[Reproduced with kind permission from Kairos Catholic Journal Vol 23, Issue 1 – 5 Feb 2012]
Janet Buhagiar is a remarkable woman. At 30 years of age, she left her hometown of Melbourne, her family and friends and her corporate career at Coles Myer to become chief executive of the St Vincent de Paul Society in the Northern Territory. There she was responsible for 40 employees, more than 200 volunteers at five retail outlets, 65 emergency hostel beds and five outreach programs that serviced more than 300 people in need each night.
Despite having no prior CEO experience, in just four years this faith-filled woman doubled the charity’s income, increased services to remote communities, improved training and youth mentoring programs, won private developer support and government funding for a $5.8 million project to build two-bedroom units to house 20 families, and raised $60,000 through a corporate ‘sleeping rough’ campaign to fund white goods for the units. Janet was awarded the 2010 Telstra Marie Claire Young Business Women’s Award and is now director of the social policy division of the Department of the Chief Minister in the Northern Territory. Kairos Catholic Journal’s Fiona Basile caught up with Janet while she was back in Melbourne.
Why St Vincent de Paul Society, and why Darwin?
It was certainly by the grace of God; it definitely had nothing to do with planning. I also think my mum had said a few Rosaries to ensure I didn’t end up overseas. I had come to a point in my life and career where I felt it was time for me to put back into the community and to transfer my skills to a business that worked primarily for people. I’d applied to volunteer overseas and, at the same time, a friend suggested the CEO position at Vinnies that was being advertised. I remember thinking, “what do I know about being a CEO of a charity?” I was a food scientist, I worked in the corporate sector—sure, I’d volunteered with Vinnies and had sat on their state council, but I didn’t know how to run a business. I thought, what do I have to offer? Fortunately, my business mentor encouraged me to apply. I had a phone interview with the board of Vinnies, they invited me to attend their AGM in Darwin, and I just fell in love with the simplicity and genuine compassion of the people and the work.
Were you surprised when they offered you the position?
I have reflected on this often. I think it was very brave for the board to hire me. I was from Melbourne, had a corporate background, was an extrovert and young. So that’s risky for them when you consider a lot of the volunteers and workers are more senior and there’s a lot of tradition. But I was struck by the board’s willingness and openness to start a new chapter in the life of Vinnies in the Northern Territory.
Was your faith a factor when considering this role?
It was a real gift to work in a Catholic organisation and to be able to really nurture my faith through action in my day-to-day job. I felt that I was being called to not just make a difference for Vinnies, but to make a difference in terms of its presence as a Catholic lay organisation in the Northern Territory, and to do that confidently and fearlessly. Vinnies is an example of the beautiful and positive aspect of the Church and the faith that we belong to.

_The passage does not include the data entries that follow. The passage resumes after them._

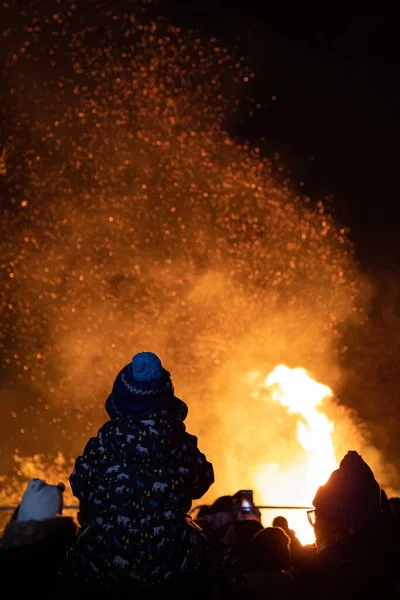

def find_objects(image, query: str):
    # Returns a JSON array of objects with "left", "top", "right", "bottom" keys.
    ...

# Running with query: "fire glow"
[{"left": 256, "top": 365, "right": 337, "bottom": 543}]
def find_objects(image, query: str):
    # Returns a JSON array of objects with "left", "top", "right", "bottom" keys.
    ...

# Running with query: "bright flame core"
[{"left": 257, "top": 365, "right": 337, "bottom": 543}]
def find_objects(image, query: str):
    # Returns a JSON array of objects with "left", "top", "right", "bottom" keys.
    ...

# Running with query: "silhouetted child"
[{"left": 62, "top": 352, "right": 244, "bottom": 587}]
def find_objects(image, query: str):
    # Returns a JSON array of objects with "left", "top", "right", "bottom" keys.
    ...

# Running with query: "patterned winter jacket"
[{"left": 61, "top": 412, "right": 233, "bottom": 586}]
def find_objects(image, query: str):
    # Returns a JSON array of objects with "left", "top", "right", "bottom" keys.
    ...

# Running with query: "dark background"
[{"left": 157, "top": 0, "right": 400, "bottom": 277}]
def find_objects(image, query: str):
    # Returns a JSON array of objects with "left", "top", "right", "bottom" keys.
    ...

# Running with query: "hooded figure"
[
  {"left": 296, "top": 451, "right": 400, "bottom": 600},
  {"left": 61, "top": 353, "right": 242, "bottom": 587}
]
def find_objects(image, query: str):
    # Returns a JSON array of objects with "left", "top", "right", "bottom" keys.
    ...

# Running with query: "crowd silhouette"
[{"left": 0, "top": 352, "right": 400, "bottom": 600}]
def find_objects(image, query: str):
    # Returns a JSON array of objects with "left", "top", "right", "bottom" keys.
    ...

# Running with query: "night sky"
[{"left": 156, "top": 0, "right": 400, "bottom": 277}]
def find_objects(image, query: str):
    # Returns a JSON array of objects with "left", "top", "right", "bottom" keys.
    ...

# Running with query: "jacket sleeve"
[
  {"left": 186, "top": 434, "right": 214, "bottom": 500},
  {"left": 69, "top": 438, "right": 98, "bottom": 501}
]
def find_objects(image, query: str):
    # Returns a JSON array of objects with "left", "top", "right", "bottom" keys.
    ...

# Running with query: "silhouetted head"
[
  {"left": 313, "top": 451, "right": 383, "bottom": 548},
  {"left": 251, "top": 527, "right": 290, "bottom": 571}
]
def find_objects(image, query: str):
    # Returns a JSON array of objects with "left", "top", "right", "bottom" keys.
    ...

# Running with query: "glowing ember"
[{"left": 257, "top": 365, "right": 336, "bottom": 543}]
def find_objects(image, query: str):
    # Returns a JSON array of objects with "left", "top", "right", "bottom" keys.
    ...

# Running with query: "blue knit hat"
[{"left": 105, "top": 352, "right": 188, "bottom": 421}]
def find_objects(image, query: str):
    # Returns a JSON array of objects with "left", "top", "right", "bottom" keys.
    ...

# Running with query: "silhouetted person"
[
  {"left": 60, "top": 352, "right": 243, "bottom": 598},
  {"left": 272, "top": 517, "right": 307, "bottom": 571},
  {"left": 224, "top": 519, "right": 263, "bottom": 571},
  {"left": 247, "top": 527, "right": 294, "bottom": 600},
  {"left": 296, "top": 452, "right": 398, "bottom": 600}
]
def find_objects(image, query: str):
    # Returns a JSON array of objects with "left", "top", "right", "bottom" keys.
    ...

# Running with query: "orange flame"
[{"left": 257, "top": 365, "right": 337, "bottom": 543}]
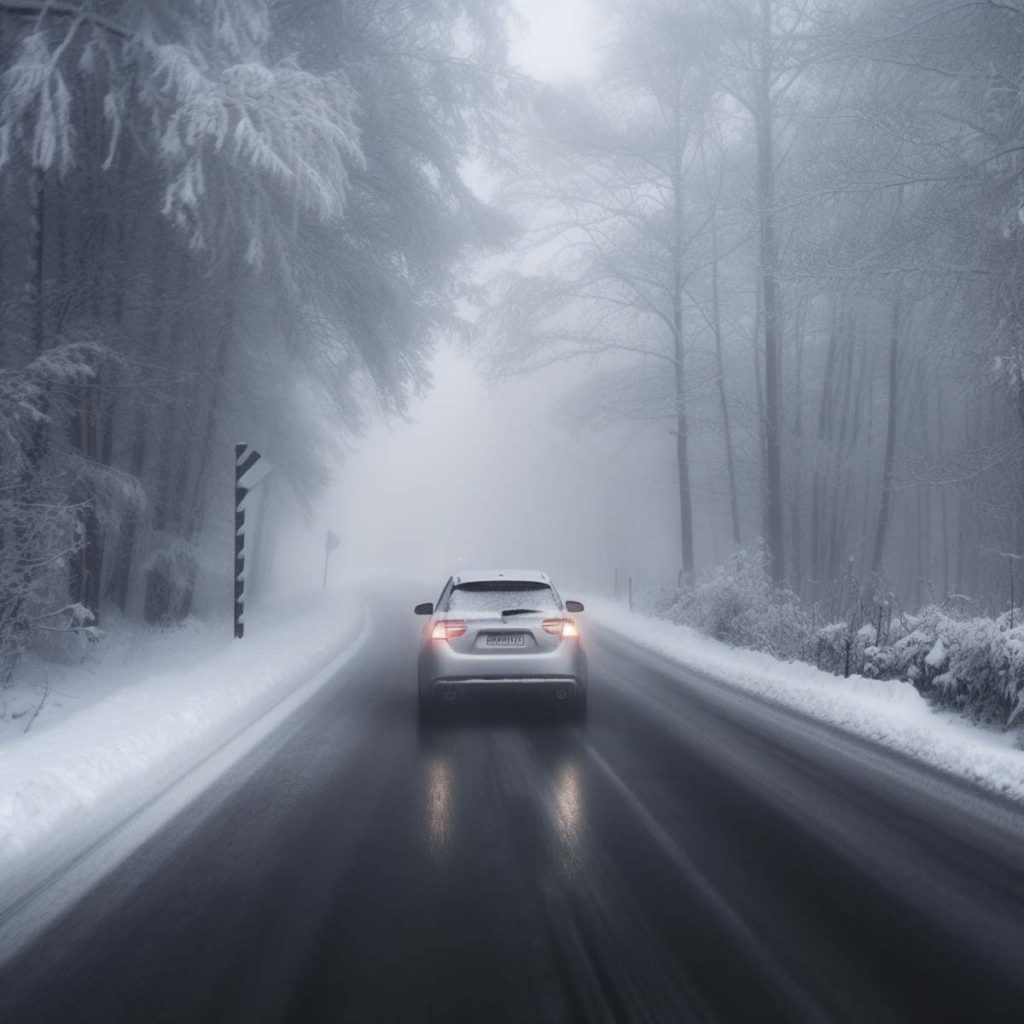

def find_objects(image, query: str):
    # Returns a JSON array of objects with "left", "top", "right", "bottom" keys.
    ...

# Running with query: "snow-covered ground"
[
  {"left": 0, "top": 595, "right": 366, "bottom": 909},
  {"left": 587, "top": 598, "right": 1024, "bottom": 802}
]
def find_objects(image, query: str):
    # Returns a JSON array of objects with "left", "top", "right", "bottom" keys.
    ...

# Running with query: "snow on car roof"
[{"left": 455, "top": 569, "right": 551, "bottom": 587}]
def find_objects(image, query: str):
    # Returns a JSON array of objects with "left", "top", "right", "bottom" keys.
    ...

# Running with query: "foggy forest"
[
  {"left": 0, "top": 0, "right": 1024, "bottom": 721},
  {"left": 6, "top": 0, "right": 1024, "bottom": 1024}
]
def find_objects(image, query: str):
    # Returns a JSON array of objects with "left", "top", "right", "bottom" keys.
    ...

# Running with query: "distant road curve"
[{"left": 0, "top": 593, "right": 1024, "bottom": 1022}]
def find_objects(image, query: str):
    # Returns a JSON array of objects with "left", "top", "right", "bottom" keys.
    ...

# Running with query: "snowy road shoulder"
[
  {"left": 0, "top": 597, "right": 368, "bottom": 914},
  {"left": 587, "top": 599, "right": 1024, "bottom": 803}
]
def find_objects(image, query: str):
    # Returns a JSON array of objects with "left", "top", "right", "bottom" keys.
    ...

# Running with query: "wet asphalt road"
[{"left": 0, "top": 601, "right": 1024, "bottom": 1022}]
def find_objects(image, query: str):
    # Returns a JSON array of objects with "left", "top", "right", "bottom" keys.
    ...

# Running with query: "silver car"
[{"left": 416, "top": 570, "right": 587, "bottom": 722}]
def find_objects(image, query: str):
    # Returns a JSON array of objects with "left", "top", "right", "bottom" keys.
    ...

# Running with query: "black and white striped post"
[{"left": 234, "top": 444, "right": 273, "bottom": 640}]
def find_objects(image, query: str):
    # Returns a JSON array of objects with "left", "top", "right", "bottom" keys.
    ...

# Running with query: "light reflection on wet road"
[{"left": 0, "top": 601, "right": 1024, "bottom": 1022}]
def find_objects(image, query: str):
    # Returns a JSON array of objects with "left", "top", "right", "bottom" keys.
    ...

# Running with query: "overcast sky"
[{"left": 264, "top": 0, "right": 676, "bottom": 600}]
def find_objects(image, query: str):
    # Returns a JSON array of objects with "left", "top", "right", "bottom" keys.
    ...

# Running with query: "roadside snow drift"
[
  {"left": 587, "top": 599, "right": 1024, "bottom": 802},
  {"left": 0, "top": 597, "right": 365, "bottom": 898}
]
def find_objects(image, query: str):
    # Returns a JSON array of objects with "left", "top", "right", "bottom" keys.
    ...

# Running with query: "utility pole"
[{"left": 234, "top": 444, "right": 273, "bottom": 640}]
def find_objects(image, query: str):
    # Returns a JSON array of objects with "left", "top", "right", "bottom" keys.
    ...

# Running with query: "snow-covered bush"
[
  {"left": 641, "top": 551, "right": 1024, "bottom": 726},
  {"left": 862, "top": 606, "right": 1024, "bottom": 725},
  {"left": 643, "top": 549, "right": 814, "bottom": 658}
]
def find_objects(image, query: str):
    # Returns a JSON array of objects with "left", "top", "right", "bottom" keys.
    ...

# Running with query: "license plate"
[{"left": 486, "top": 633, "right": 526, "bottom": 647}]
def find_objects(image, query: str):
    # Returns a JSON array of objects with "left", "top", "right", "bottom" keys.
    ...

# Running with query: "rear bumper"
[
  {"left": 420, "top": 676, "right": 587, "bottom": 698},
  {"left": 418, "top": 640, "right": 587, "bottom": 697}
]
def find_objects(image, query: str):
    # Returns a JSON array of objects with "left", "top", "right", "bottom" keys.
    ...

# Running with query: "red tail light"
[
  {"left": 430, "top": 618, "right": 466, "bottom": 640},
  {"left": 541, "top": 618, "right": 580, "bottom": 637}
]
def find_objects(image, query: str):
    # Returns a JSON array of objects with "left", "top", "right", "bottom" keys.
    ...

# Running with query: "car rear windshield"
[{"left": 449, "top": 580, "right": 561, "bottom": 614}]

How did you approach the role?
It was a real journey of self-reflection and self-development and also a time of reflection and development for the team and organisation as a whole. Very early on I knew that we had a responsibility to the people we served and also to the people we weren’t supporting who needed our assistance, to really know who we were. We needed to be a strong organisation and stable enough to respond with services, confident advocacy and the challenge of policy and lobbying, to ensure that the right services were being funded and supported to actually make a difference.
There must have been some challenging times?
Yes, particularly early on. There were some difficult decisions and conversations. There were some volunteers and staff who, perhaps out of fear, or lack of confidence, resisted any change or the opportunity to review what we were doing and where we were heading. Some people decided they didn’t want to be part of the next phase. That was hard because I saw the pain and I felt it. I had to remain prayerful and strong, and trust that we were making the right decisions.
During the challenging times, what kept you going?
I felt so blessed to have Fr John Kelleher MSC, my spiritual director, who always gave me great support and counsel. I questioned sometimes, “am I doing this just because I think it’s the right thing or am I really listening to the call?” He was really good in helping me to discern every step of the journey.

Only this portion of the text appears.